Green’s Dictionary of Slang

floor n.

SE in slang uses

In compounds

floor boy (n.) [one who stays, fig, at ground level]

(US black) a boring individual, one who does not get high adj.1

Chief Keef ‘Hate Bein’ Sober’ 🎵 On my tour bus we get dumb high you’s a floor boy.
floor-flapper (n.)

(Aus.) a floor-walker in a large store.

[Aus]Referee (Sydney) 12 Sept. 9/2: A highly proper and pompous party who [...] acts as shopwalker— or floor-flapper, as the vulgar term it.

In phrases

go to the floor (with) (v.)

(US) to attack physically.

[US]Anaconda Standard (MT) 10 Apr. 8/7: You fellows come along and see me give him his trimmings. [...] I’m going to the floor with him right now.
on the floor

1. drunk.

[UK]Sporting Times 12 May 2/1: Twenty-four hours after the first-named had ridden Leamington to victory, the two were ‘on the floor,’ stretched senseless on the sward.

2. beaten.

[UK]R. Westerby Wide Boys Never Work (1938) 202: It’s licked you, Jim. You’re on the floor.

3. poor; thus also as n. in cit. 2002 [rhy. sl.].

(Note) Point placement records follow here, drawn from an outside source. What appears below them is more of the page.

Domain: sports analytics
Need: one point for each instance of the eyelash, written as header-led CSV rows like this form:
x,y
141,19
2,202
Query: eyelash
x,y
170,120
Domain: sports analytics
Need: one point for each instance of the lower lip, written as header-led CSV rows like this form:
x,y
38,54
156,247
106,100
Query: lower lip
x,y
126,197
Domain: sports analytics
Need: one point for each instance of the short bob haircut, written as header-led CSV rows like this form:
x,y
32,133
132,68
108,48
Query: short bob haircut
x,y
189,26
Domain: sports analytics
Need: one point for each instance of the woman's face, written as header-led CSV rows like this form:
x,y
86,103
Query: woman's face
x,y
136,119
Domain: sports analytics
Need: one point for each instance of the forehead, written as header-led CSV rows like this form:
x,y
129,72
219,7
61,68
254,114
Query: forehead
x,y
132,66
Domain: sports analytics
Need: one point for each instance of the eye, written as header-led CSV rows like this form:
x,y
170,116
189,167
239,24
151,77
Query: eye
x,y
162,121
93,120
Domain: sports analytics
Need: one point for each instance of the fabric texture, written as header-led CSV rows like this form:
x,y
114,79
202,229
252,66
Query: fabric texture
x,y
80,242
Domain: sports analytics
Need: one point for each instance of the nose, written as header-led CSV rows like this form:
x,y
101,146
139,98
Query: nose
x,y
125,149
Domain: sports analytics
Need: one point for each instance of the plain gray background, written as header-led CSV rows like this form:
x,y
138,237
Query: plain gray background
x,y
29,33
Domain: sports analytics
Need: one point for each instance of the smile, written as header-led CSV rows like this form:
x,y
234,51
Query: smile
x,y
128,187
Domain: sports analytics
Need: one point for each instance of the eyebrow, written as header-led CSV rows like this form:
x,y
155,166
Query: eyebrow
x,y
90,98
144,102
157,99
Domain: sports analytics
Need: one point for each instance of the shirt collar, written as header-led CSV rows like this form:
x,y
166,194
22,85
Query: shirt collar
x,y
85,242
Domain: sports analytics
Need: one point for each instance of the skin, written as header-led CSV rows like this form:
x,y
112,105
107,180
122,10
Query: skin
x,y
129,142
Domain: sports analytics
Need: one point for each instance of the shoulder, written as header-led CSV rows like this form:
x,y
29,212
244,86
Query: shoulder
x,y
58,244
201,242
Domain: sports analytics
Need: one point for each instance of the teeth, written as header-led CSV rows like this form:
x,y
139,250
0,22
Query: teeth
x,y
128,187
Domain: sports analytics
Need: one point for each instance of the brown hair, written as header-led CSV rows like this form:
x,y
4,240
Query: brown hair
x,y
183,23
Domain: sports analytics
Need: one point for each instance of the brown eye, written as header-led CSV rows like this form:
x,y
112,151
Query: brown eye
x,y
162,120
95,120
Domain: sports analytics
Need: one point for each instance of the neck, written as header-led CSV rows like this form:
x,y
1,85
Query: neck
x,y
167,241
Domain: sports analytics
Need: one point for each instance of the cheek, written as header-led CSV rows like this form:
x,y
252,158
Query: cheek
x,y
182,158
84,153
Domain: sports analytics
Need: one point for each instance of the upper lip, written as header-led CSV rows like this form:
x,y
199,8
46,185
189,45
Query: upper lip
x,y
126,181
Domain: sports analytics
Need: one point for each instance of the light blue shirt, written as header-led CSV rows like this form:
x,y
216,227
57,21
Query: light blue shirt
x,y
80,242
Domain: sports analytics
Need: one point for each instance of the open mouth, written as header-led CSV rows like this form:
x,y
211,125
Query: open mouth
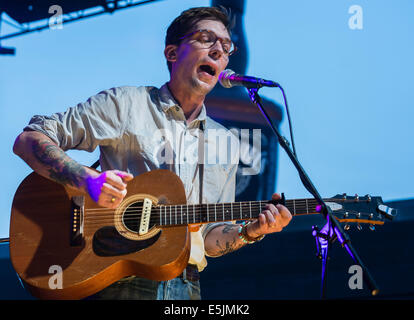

[UK]E. Pugh Cockney At Home 162: Whereas if I answered you, ‘On the floor!’ an’ pulled a face like a farden kite, you’d all ha’ groaned in symperfy.
[UK]G. Kersh Night and the City 61: If you’re on the floor, come to me and you’re always sure of a ten-pound note.
[UK]R. Llewellyn None But the Lonely Heart 104: ‘I’m on the floor,’ he says. ‘Out of work.’.
[UK]‘Charles Raven’ Und. Nights 168: You told me yourself the geezer was on the floor.
[UK]F. Norman Guntz 214: He was dead skint and on the floor.
[UK]J. Jones Rhy. Cockney Sl.
[UK](con. 1930s) Barltrop & Wolveridge Muvver Tongue 18: A hard-up person is [...] ‘on the floor’.
[UK] in R. Graef Living Dangerously 110: If it weren’t for his parents he’d be on the floor.
[UK]M. Coles More Bible in Cockney 13: I’m gonna bring some great news for all the on-the-floor.
stick to the floor without holding on (v.) (also lie on the floor...)

to be (very) drunk.

[US]M.L. Weems Drunkard’s Looking Glass (1929) 60: The drunkard’s looking glass, reflecting a faithful likeness of the drunkard, in sundry very interesting attitudes, [...] as first, when he has only ‘a drop in his eye;’ second, when he is ‘half shaved;’ third, when he is getting ‘a little on the staggers or so;’ and fourth, and fifth, and so on, till he is ‘quite capsized;’ or ‘snug under the table with the dogs,’ and can ‘stick to the floor without holding on.’.
[UK]Sportsman (London) ‘Notes on News’ 8 July 4/1: [A] poor fellow who was simply ‘happy’ — one who, in his own opinion, is not drunk until he cannot lie on his back comfortably without holding on to something.
take the floor (v.)

(boxing) to be knocked down and stay down to use up time.

[UK]Mirror of Life 10/2: Baker being vastly the better man, Peters taking the ‘flure’ and keeping there till the allotted seconds had expired.